Dunn Institute Chair To Support Two Professorships
EDITOR'S NOTE: This story was first published in the Winter 2017 issue of Philanthropy Quarterly.
Back when Douglas Dunn was a Georgia Tech student (PHYS 1964, MS IM 1965), he worked in the physics department, breaking labs down and setting them back up again every weekend. That experience, he recalls, made the department as much a part of him as he was of it. So when the Dunn Family Foundation designated a gift for an Institute Chair at Georgia Tech, it was with one request — that the first term-of-years recipients would be in the School of Physics. Thereafter, the Office of the Provost will periodically re-deploy the Dunn Institute Chair across other academic disciplines.
For this appointment, Paul Goldbart, dean and Betsy Middleton and John Clark Sutherland Chair in the College of Sciences, proposed an idea: Split the endowment between two physics faculty members.

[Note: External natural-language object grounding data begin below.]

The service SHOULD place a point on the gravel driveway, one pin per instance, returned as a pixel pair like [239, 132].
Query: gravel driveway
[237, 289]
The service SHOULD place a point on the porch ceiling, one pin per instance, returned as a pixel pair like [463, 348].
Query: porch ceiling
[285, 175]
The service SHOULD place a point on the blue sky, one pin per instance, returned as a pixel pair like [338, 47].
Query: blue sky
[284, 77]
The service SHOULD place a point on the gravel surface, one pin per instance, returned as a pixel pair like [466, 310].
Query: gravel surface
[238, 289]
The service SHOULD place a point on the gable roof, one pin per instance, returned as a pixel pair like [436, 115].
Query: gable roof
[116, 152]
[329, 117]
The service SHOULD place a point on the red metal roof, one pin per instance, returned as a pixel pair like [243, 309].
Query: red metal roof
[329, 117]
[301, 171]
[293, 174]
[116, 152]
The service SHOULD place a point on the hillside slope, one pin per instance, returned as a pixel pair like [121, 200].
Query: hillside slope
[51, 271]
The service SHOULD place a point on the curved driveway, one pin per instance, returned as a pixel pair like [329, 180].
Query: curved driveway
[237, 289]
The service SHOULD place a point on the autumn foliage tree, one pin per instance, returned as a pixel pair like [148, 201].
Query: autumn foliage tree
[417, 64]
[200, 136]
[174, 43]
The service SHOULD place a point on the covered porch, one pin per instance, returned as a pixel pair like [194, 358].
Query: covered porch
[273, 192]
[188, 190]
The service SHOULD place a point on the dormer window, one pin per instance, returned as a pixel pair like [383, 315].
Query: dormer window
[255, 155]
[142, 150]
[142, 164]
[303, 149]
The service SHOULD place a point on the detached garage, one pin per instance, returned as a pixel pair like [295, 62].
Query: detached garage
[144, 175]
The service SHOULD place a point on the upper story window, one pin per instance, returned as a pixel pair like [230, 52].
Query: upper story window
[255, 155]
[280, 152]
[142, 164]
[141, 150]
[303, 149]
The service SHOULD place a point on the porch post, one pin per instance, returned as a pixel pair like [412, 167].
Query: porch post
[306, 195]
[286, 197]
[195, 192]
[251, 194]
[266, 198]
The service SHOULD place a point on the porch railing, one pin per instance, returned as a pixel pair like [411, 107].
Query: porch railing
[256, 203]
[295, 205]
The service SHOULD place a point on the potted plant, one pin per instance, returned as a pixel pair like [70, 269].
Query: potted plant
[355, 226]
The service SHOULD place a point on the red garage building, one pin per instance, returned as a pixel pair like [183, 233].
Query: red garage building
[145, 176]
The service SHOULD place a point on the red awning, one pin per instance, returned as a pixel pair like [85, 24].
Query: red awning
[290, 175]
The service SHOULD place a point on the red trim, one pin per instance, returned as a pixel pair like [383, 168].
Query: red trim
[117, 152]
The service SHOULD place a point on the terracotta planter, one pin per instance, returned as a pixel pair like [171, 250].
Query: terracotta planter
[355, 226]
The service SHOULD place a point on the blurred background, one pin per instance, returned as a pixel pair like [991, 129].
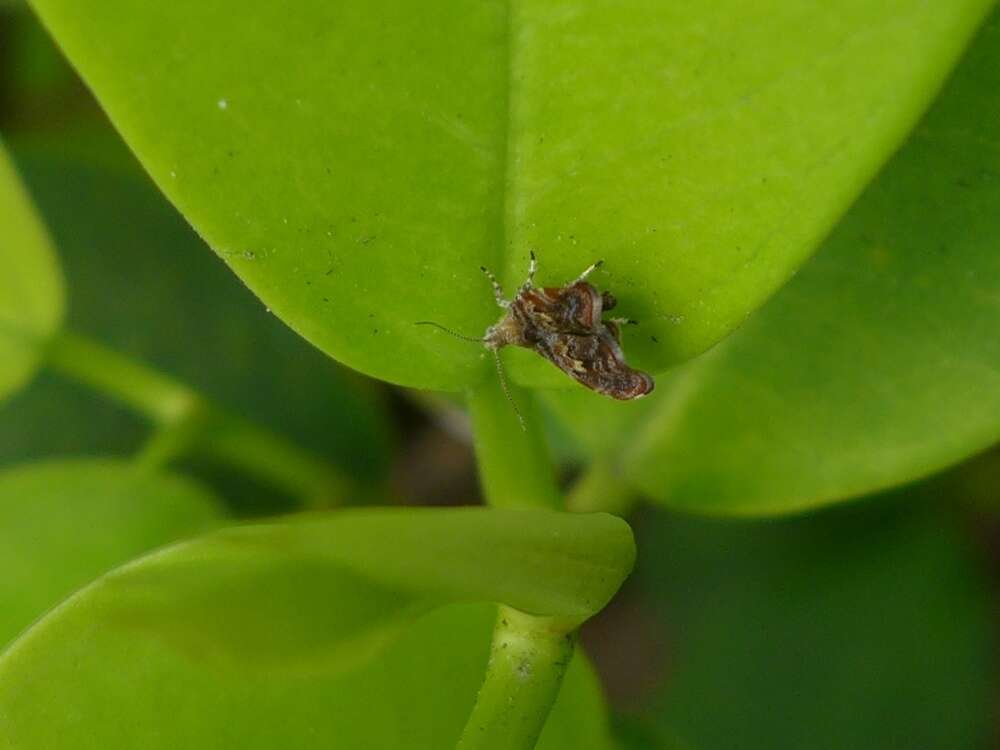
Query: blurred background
[872, 625]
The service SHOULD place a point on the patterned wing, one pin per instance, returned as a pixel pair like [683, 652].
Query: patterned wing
[572, 309]
[597, 362]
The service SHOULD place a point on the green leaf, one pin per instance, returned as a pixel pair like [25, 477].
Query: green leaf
[865, 628]
[31, 293]
[177, 307]
[415, 694]
[64, 523]
[355, 162]
[878, 364]
[296, 633]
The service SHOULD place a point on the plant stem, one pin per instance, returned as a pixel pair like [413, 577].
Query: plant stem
[528, 658]
[186, 420]
[515, 468]
[529, 654]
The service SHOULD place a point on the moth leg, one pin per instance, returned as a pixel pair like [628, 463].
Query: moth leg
[590, 269]
[530, 281]
[497, 289]
[532, 269]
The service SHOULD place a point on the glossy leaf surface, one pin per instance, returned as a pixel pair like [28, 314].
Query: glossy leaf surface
[31, 293]
[64, 523]
[877, 364]
[356, 162]
[301, 632]
[416, 693]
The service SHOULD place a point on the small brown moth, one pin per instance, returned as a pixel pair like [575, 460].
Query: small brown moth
[563, 324]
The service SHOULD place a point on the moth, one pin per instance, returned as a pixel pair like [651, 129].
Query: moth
[565, 326]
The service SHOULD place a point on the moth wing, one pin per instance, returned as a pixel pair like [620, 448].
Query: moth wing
[574, 309]
[597, 362]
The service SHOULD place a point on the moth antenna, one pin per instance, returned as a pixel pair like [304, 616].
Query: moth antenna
[506, 390]
[447, 330]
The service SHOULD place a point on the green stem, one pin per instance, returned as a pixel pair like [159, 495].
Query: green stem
[528, 658]
[600, 489]
[186, 420]
[529, 654]
[515, 468]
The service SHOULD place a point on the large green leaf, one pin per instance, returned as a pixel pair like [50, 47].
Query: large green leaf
[879, 363]
[282, 634]
[865, 628]
[355, 162]
[64, 523]
[31, 293]
[414, 694]
[177, 307]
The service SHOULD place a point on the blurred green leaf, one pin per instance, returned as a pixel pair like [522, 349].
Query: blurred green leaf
[415, 694]
[862, 628]
[277, 635]
[177, 307]
[31, 293]
[64, 523]
[878, 364]
[356, 162]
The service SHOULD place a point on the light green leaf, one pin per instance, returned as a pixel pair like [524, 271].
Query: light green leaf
[878, 364]
[355, 162]
[177, 307]
[865, 628]
[415, 694]
[64, 523]
[296, 633]
[31, 293]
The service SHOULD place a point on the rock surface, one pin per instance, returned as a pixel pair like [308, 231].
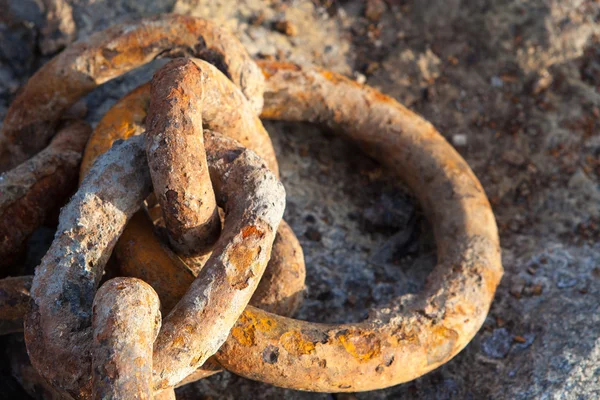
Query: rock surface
[514, 84]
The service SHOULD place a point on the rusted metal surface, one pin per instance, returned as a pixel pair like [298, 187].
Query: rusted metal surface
[177, 159]
[125, 322]
[418, 332]
[58, 326]
[225, 111]
[224, 286]
[30, 192]
[14, 302]
[81, 67]
[141, 254]
[65, 282]
[206, 297]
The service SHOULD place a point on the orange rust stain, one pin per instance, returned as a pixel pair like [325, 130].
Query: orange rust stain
[252, 231]
[295, 343]
[241, 258]
[123, 120]
[270, 68]
[362, 346]
[244, 335]
[380, 97]
[406, 335]
[178, 342]
[441, 345]
[338, 79]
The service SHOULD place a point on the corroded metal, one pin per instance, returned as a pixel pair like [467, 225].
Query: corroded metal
[419, 332]
[397, 343]
[58, 324]
[32, 117]
[177, 159]
[125, 322]
[38, 187]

Dunn said that was fine with him. “With gifts, you want the recipients to use the money wisely and well,” he said.
This endowment is one of three major gifts to Georgia Tech from the Dunn Family Foundation, which was established upon the death of Dunn’s father, an educator. “Our family has always believed in education as a source of strength for our society,” Dunn said. “This is our way of supporting faculty as they engage in their research, teaching, student, and community service agendas.”
Goldbart says this gift could not have come at a better time for the two recipients. “A natural but thorny challenge is what we sometimes call ‘the bootstrap problem,’” he said. “How to achieve lift-off with the most innovative and adventurous projects when the path forward isn’t yet clear and it’s too early to secure extramural support. The Dunn family’s generosity overcomes precisely this challenge, empowering our professors to tackle high-risk, high-reward questions. That is exactly what we want them to do.”
The current recipients of Dunn Family Institute Professorships are physicists Deirdre Shoemaker, director of the Center for Relativistic Astrophysics, and Daniel Goldman, a leader of the Physics of Living Systems Network.
“Shoemaker’s theoretical work on the astrophysics of black holes and gravitational waves, and Goldman’s experiments on animal locomotion and its implications for robotics, are splendid examples of adventurous projects that are producing high-impact results,” Goldbart said. “We are very proud to have them as our colleagues, and we are deeply grateful to the Dunn family for their tremendous support.”
Photo Captions
Dunn Family Associate Professor Deirdre Shoemaker discusses the astrophysical implications of the LIGO discovery confirming the existence of gravitational waves with Ph.D. candidate Karan Jani and Postdoctoral Research Fellow James Clark.
Dan Goldman, Dunn Family Associate Professor in the Georgia Tech School of Physics, is shown with the “MuddyBot” robot, which uses the locomotion principles of the mudskipper to move through a trackway filled with granular materials.